ISCA Archive Interspeech 2024
ISCA Archive Interspeech 2024

Hierarchical Distribution Adaptation for Unsupervised Cross-corpus Speech Emotion Recognition

Cheng Lu, Yuan Zong, Yan Zhao, Hailun Lian, Tianhua Qi, Björn Schuller, Wenming Zheng

The primary issue of unsupervised cross-corpus speech emotion recognition (SER) is that domain shift between the training and testing data undermines the SER model’s ability to generalize on unknown testing datasets. In this paper, we propose a straightforward and effective strategy, called Hierarchical Distribution Adaptation (HDA), to address the domain bias issue.
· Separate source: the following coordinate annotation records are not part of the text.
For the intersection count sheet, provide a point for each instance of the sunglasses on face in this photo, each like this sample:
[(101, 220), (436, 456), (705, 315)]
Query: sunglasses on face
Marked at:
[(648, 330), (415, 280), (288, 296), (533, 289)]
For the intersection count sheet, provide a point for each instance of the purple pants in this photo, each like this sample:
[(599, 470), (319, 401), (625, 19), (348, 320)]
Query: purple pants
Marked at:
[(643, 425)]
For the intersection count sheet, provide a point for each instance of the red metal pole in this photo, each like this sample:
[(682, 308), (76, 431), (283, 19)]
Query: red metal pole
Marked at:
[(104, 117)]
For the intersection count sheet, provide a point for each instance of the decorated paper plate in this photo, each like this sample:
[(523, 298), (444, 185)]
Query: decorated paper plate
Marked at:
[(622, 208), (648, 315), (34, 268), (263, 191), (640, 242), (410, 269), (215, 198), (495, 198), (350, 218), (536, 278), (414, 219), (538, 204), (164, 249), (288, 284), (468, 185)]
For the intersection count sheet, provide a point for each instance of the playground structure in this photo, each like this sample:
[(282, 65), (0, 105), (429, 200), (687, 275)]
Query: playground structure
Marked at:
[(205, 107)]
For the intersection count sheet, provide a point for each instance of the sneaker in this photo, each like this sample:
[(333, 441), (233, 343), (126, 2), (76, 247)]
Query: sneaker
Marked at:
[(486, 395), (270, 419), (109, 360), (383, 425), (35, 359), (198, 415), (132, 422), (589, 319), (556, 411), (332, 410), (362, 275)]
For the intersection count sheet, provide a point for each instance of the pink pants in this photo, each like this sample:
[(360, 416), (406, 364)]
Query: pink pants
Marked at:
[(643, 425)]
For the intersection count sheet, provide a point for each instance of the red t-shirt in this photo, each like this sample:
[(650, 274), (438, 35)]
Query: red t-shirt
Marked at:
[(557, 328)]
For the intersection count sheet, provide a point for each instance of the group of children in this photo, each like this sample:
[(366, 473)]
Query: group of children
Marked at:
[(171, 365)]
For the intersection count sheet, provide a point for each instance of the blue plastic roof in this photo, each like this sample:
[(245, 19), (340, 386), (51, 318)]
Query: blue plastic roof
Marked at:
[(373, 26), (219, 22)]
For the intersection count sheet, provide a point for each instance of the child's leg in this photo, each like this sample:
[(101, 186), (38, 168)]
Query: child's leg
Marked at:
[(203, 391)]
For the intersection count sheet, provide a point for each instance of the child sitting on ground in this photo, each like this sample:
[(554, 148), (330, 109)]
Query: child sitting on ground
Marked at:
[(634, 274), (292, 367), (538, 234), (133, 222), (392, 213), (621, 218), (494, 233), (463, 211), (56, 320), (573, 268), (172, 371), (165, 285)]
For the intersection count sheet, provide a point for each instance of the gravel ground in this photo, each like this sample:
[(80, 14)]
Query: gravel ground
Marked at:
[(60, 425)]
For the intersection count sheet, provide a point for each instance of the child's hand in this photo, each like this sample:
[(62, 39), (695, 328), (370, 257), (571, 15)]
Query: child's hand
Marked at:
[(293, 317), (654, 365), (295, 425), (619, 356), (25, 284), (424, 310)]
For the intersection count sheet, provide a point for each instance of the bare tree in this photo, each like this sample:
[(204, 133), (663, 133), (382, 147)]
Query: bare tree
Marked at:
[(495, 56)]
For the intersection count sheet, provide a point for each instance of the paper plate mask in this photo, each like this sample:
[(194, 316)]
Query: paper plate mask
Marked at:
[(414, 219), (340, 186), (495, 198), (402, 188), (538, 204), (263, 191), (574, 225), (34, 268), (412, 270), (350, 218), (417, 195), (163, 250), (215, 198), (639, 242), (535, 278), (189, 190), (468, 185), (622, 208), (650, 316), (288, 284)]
HDA leverages a hierarchical emotion representation module based on nested Transformers to extract speech emotion features at different levels (e.g., frame/segment/utterance-level), for capturing multiple-scale emotion correlations in speech. Furthermore, a hierarchical distribution adaptation module, including frame-level distribution adaptation (FDA), segment- level distribution adaptation (SDA), and utterance-level distribution adaptation (UDA), is developed to align the hierarchical-level emotion representations of the training and testing speech samples to effectively eliminate domain discrepancy. Extensive experimental results demonstrate the superiority of our proposed HDA over other state-of-the art (SOTA) methods.